My first summer vacation is nearly finished, which means there are a lot of thoughts, emotions, and ideas fighting for space inside my head as the new school year approaches its commencement date.
I was hired as a moderate/intensive intervention specialist with about 12 weeks left in the 2011–12 school year to work with two students: a young man who has an autism spectrum disorder and a young Amish girl whose diagnosis is still a bit of a mystery. By the time the school year ended, I had picked up two more students: a female high school sophomore and a male kindergartener. I really had no time then to think about how I felt. I had a job. It was time to get busy.
When I return to the classroom this fall, I will have four students—all four of them boys with emotional or behavioral disabilities. I am beginning with four; I surmise that there may be room to add others as the year progresses.
My first 12 weeks as an intervention specialist were an amazing adventure filled with all sorts of mayhem, chaos, and learning for all of us in the classroom as I learned about alternate assessment, staff relations, ‘bumping,’ IEP writing, and teaching. This summer I have had time to think about being a teacher–an entire summer and the feeling that keeps showing up is fear.
First, with all due modesty, my first 12 weeks as an intervention specialist were fairly successful. We reduced the young man’s meltdowns so drastically that we were measuring them monthly instead of as they had been measured: daily. We were also able to increase his bank of sight words by about 30 percent, get him back to eating in the lunchroom, visit the OT & PT in their rooms, and visit the nurse on his own. Therein is my fear: how can I live up to the standards I have already established? People will have different expectations this year and the only things I am certain of at this point is that this year will be a lot different than last (in a thousand ways), that I have a lot to learn, and that the year will be long (this is a marathon, not a sprint). I am pleased with the successes we had, but I am not so naïve to think that they will be easily replicated (or at all). Nor am I content to live on those successes because it’s not about me.

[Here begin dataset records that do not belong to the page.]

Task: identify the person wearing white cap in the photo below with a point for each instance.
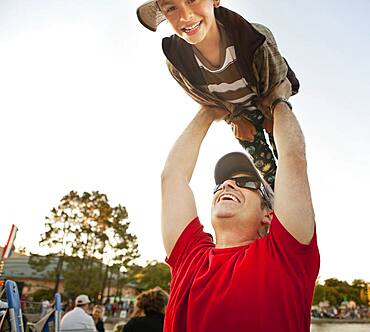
(78, 318)
(220, 59)
(259, 274)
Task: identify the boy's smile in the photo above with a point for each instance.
(192, 20)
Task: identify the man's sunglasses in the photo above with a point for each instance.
(246, 182)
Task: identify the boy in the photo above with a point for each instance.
(222, 60)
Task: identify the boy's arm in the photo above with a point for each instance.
(292, 201)
(269, 67)
(178, 204)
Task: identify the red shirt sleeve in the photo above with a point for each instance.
(191, 241)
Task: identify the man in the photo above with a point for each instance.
(260, 273)
(78, 318)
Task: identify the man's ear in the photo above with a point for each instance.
(267, 217)
(265, 223)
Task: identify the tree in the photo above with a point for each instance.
(336, 291)
(89, 235)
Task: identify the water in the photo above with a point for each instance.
(340, 327)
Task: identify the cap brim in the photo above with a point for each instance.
(233, 163)
(150, 16)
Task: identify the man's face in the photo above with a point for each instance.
(236, 207)
(192, 20)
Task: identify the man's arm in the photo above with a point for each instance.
(178, 204)
(292, 202)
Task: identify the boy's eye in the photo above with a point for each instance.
(170, 9)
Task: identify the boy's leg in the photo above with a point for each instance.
(259, 149)
(262, 156)
(273, 146)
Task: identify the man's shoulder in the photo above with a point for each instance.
(262, 29)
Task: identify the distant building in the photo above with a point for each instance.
(17, 268)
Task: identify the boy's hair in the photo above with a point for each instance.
(150, 15)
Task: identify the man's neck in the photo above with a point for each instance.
(230, 239)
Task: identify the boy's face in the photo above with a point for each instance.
(192, 20)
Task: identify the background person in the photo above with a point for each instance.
(78, 318)
(149, 310)
(97, 315)
(265, 257)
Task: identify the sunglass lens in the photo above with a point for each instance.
(247, 182)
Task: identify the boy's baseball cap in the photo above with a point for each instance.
(150, 15)
(236, 162)
(82, 299)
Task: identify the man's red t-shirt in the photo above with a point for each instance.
(266, 286)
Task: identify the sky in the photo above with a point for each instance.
(87, 103)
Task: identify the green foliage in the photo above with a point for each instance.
(43, 294)
(336, 291)
(152, 275)
(88, 235)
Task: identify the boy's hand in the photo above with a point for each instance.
(243, 129)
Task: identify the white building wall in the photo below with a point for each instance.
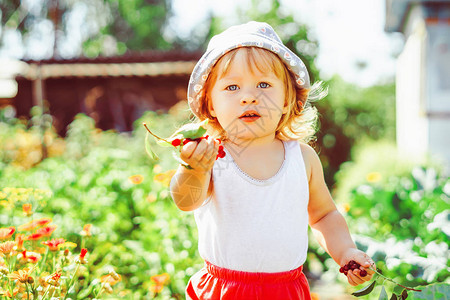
(423, 90)
(412, 124)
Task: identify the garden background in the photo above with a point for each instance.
(103, 193)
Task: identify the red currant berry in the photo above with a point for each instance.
(176, 142)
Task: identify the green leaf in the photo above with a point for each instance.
(383, 294)
(192, 131)
(436, 291)
(148, 148)
(404, 294)
(365, 291)
(163, 143)
(182, 162)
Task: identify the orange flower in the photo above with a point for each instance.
(19, 241)
(7, 247)
(34, 237)
(27, 209)
(47, 230)
(21, 275)
(158, 282)
(53, 244)
(54, 278)
(28, 256)
(136, 179)
(165, 177)
(8, 293)
(7, 232)
(33, 224)
(112, 278)
(86, 230)
(81, 259)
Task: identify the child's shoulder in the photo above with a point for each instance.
(311, 159)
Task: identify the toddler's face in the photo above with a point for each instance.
(244, 88)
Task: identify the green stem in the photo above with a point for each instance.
(54, 262)
(28, 292)
(42, 265)
(159, 138)
(71, 281)
(386, 278)
(46, 291)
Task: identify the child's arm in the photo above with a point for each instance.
(328, 224)
(190, 187)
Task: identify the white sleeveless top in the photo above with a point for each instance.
(256, 225)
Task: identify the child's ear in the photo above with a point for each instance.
(285, 108)
(211, 110)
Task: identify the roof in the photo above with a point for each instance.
(397, 12)
(135, 64)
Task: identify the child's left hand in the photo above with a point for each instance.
(354, 276)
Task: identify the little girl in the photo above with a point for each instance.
(253, 206)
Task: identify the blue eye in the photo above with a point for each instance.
(232, 87)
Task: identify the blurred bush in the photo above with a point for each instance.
(135, 226)
(404, 224)
(105, 178)
(349, 115)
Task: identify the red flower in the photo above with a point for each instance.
(34, 237)
(136, 179)
(27, 209)
(7, 232)
(33, 224)
(81, 259)
(86, 230)
(47, 230)
(53, 244)
(83, 253)
(19, 241)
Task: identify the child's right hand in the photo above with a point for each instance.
(200, 155)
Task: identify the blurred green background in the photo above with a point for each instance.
(396, 208)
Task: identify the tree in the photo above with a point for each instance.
(108, 26)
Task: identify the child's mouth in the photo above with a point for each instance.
(250, 119)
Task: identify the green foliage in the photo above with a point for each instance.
(437, 291)
(136, 227)
(350, 115)
(407, 220)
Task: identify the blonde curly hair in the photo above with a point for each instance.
(300, 121)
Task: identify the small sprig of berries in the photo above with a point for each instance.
(188, 133)
(350, 266)
(178, 142)
(353, 265)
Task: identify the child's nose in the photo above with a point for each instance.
(249, 100)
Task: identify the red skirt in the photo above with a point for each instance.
(213, 282)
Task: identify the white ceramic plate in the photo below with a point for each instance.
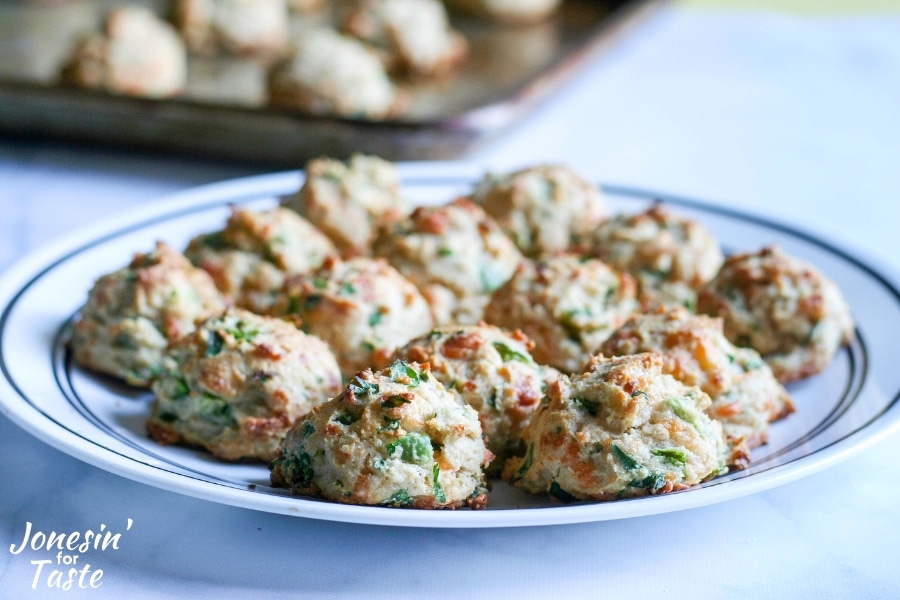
(846, 408)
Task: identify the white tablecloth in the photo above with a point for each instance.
(796, 115)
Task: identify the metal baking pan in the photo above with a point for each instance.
(223, 113)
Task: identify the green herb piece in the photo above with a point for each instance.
(560, 494)
(123, 340)
(752, 364)
(180, 389)
(652, 482)
(345, 418)
(300, 469)
(572, 328)
(590, 406)
(610, 292)
(360, 387)
(240, 334)
(682, 411)
(439, 494)
(400, 498)
(216, 241)
(262, 376)
(507, 353)
(394, 401)
(217, 410)
(401, 369)
(214, 343)
(675, 456)
(390, 424)
(526, 464)
(414, 448)
(311, 302)
(626, 459)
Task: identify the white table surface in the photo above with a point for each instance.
(794, 114)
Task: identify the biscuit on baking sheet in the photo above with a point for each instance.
(363, 308)
(621, 429)
(670, 256)
(411, 36)
(250, 259)
(545, 209)
(396, 438)
(238, 383)
(137, 54)
(246, 27)
(349, 200)
(567, 305)
(456, 255)
(132, 314)
(327, 73)
(782, 307)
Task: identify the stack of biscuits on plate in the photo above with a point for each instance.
(375, 353)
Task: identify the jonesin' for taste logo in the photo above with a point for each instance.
(69, 567)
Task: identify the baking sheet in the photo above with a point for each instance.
(224, 112)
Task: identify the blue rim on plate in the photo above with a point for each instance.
(847, 408)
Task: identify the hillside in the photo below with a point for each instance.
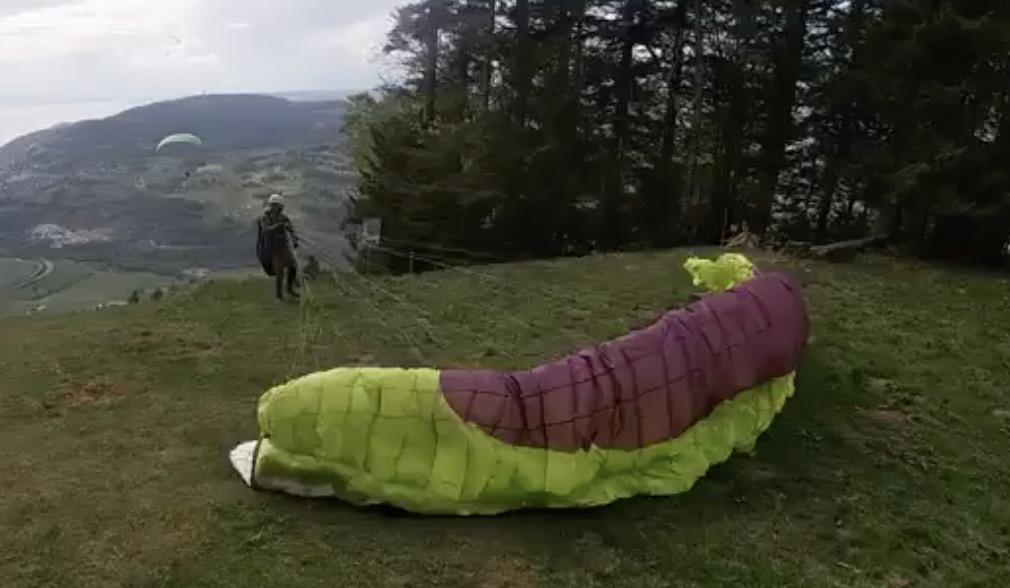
(96, 190)
(889, 468)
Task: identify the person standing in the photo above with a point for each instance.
(277, 241)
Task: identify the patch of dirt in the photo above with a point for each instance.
(893, 417)
(877, 384)
(92, 392)
(507, 572)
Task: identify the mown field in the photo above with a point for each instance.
(889, 469)
(37, 285)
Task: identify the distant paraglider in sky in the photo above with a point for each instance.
(179, 137)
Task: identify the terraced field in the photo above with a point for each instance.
(41, 285)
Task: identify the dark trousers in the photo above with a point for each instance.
(286, 270)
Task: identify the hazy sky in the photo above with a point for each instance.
(68, 60)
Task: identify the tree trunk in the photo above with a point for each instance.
(612, 207)
(523, 68)
(431, 29)
(691, 187)
(782, 101)
(665, 209)
(488, 42)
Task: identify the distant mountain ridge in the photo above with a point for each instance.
(101, 182)
(225, 122)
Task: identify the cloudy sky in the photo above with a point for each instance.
(69, 60)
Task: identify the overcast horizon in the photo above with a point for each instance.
(87, 59)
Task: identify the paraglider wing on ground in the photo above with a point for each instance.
(646, 413)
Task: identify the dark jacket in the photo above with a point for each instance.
(275, 238)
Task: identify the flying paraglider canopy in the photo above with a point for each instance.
(180, 137)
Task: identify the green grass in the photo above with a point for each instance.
(890, 468)
(71, 286)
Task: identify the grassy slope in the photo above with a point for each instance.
(71, 286)
(890, 468)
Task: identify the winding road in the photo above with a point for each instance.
(42, 269)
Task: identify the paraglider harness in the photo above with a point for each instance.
(266, 246)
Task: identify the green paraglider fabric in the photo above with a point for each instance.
(388, 435)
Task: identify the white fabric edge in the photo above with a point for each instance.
(241, 458)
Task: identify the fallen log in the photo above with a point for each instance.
(845, 251)
(796, 248)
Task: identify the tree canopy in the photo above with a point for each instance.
(549, 127)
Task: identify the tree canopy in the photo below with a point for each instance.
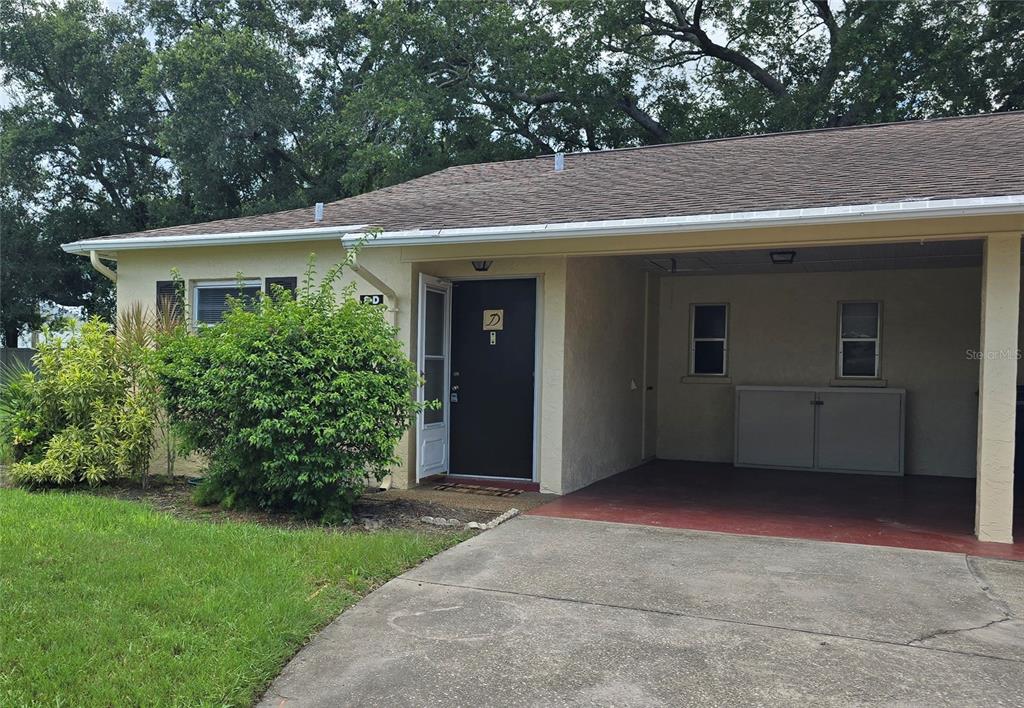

Second, there is the issue of curriculum. Mine is a brand new classroom and I am a brand new teacher. There is a great deal of responsibility that goes along with developing curriculum for the diverse group of students I have. I am not a little fearful of being able to continually develop age and developmentally appropriate, engaging, standards-based curriculum for my students (not to mention keeping up with behavioral interventions and functional curriculum). This is not graduate school where we have weeks to prepare one or two lessons to demonstrate for our peers. This is the everyday stuff that is real life for these kids and their families: five or six subjects per day.
Third, there is the issue of what I call ‘intervention restraint.’ If I have learned anything in life, graduate school, at the many conferences/workshops I have attended, and in the many books I have read, it is this: collect data, analyze data, use data, save data, engage data. It is foolish to have a student with a disability and start hurling interventions at him until one of them sticks. I have tools in my toolbox, yes, but I think we can all admit the importance of having enough data to support the use of a particular tool. I am a little afraid of my lack of patience because I am a fixer, I like to see things accomplished and we only have so much time with the kids each day, month, and year. On the other hand, I have an entire year, not just 12 weeks. I can afford to be patient.
It goes without saying that I have other fears I have to wrestle with as the school year approaches. Maybe you have fears too—even if you are a seasoned professional. I try to overcome my fears (maybe fear is normal and healthy in teaching) by remembering that I am surrounded by other teachers, outstanding paraprofessionals, and the best principal in the world—all of whom are supportive, kind and encouraging. I also know that my students wake up every day, come to school, and they have their own fears to overcome. I may be the teacher, but my students are my mentors—mentors in the daily struggle to overcome fear.
What about you? What fear and trepidation are you experiencing as the new school year approaches? What do you do to overcome your fears?